The scientists targeted stem cells that had already differentiated into skin cells, then took them from their embryos. Outside of their original home, the cells first clustered into clumps, then organized themselves into different shapes than the ones their frog genome would normally call for.

In the context of an embryo, the stem cells would have grown cilia, tiny hairlike cells that allow mucus to cover frog skin. Instead, the independent cells used their cilia to move quickly — essentially using their genetic instructions for another purpose. The cells even responded to one another.

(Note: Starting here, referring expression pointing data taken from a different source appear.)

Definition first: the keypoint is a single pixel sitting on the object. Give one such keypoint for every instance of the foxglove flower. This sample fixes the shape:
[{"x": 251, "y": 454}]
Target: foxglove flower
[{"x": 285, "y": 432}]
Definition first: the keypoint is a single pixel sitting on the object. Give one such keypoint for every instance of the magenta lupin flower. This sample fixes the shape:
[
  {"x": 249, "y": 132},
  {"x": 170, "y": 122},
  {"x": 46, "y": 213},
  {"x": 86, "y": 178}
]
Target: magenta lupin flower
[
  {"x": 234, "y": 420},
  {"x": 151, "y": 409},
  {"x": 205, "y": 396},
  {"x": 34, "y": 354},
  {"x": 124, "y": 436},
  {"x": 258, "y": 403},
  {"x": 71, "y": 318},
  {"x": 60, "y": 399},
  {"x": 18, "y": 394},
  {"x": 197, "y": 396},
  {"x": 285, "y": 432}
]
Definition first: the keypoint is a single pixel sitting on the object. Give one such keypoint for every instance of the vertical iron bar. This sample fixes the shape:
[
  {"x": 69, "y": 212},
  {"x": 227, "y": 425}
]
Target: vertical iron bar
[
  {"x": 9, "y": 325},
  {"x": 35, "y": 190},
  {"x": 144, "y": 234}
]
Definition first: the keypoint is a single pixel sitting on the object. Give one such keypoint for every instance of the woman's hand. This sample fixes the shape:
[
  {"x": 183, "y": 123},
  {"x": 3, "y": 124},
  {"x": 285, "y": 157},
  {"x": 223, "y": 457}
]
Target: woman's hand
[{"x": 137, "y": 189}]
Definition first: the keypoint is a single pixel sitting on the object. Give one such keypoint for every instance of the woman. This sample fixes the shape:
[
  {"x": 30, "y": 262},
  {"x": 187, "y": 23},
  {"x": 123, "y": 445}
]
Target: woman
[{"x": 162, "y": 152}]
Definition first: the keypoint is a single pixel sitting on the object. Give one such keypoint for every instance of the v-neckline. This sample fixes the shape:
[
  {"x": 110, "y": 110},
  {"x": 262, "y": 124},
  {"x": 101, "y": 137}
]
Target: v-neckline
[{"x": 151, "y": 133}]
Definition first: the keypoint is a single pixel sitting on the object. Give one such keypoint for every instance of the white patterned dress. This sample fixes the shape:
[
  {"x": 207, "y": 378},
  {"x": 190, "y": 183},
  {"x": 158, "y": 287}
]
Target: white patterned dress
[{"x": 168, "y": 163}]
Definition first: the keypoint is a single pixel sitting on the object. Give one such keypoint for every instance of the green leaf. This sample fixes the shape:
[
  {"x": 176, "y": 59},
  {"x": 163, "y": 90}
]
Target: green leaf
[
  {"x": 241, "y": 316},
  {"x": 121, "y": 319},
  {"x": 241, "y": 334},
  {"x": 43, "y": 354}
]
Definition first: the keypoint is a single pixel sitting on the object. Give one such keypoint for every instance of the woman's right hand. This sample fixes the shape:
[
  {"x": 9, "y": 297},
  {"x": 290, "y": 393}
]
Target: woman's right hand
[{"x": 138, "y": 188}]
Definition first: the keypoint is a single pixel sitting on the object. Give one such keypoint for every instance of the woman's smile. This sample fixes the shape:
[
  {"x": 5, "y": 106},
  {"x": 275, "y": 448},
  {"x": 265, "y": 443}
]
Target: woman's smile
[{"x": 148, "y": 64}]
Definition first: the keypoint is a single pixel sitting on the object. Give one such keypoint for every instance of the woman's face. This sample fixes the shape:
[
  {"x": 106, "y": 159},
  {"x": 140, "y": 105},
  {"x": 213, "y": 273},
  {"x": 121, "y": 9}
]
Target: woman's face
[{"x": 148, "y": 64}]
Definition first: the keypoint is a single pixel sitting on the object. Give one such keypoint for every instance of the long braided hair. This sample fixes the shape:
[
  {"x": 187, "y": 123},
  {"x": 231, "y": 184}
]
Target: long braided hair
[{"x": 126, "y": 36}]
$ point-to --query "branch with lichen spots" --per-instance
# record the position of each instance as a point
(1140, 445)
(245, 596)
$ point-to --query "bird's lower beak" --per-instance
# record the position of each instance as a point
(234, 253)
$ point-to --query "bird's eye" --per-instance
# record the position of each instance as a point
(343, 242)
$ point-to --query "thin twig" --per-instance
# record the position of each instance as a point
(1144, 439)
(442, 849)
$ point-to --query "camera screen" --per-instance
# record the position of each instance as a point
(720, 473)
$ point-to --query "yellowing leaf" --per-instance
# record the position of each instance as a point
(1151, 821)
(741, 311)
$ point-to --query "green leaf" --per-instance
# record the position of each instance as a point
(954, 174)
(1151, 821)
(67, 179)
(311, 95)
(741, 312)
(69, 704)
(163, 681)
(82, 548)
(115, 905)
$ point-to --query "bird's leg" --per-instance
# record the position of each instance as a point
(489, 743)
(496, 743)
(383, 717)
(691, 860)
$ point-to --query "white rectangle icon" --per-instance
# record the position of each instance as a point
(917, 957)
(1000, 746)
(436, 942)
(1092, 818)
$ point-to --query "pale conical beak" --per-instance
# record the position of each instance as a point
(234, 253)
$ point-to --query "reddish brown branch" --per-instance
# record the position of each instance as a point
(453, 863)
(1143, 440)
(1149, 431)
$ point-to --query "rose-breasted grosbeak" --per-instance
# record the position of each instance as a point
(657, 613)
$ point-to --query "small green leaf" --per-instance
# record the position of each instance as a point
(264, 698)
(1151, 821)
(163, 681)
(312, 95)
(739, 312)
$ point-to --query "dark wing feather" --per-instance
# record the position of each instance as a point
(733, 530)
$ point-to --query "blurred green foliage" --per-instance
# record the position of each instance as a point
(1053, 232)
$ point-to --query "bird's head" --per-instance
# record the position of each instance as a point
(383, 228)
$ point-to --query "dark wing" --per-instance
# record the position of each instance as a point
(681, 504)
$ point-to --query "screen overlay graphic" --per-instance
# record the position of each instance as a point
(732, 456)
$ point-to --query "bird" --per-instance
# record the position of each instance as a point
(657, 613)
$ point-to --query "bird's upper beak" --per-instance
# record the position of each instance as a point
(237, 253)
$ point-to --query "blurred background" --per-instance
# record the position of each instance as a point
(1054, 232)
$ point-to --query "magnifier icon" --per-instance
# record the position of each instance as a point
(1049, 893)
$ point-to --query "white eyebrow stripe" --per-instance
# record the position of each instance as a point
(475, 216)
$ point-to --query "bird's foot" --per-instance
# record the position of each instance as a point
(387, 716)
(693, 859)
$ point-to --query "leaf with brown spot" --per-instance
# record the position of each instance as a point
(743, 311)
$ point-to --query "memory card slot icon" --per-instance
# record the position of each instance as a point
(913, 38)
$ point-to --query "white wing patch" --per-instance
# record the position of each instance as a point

The team has been looking at ways to create and direct “xenobots,” tiny living robots that do particular tasks. In the past, they were successfully able to use the frog skin cells to shape little multicellular beings with the help of a complex computer algorithm. But these xenobots grew themselves from single cells. The research is upending biological convention, writes Philip Ball in an engaging profile of the biologists and their work in Quanta Magazine. “The results seem to imply that individual cells have a kind of decision-making capacity that creates a palette of possible bodies they could build — constrained and guided by the genome but not defined by it.”

One day, swarms of tiny xenobots could be used in potential medical therapies or environmental applications. The research also might shed new light on how multicellular organisms arose in the first place.

It’s heady work, but the possibilities are exhilarating — even as they challenge what scientists think they know about how cells use their genetic programming.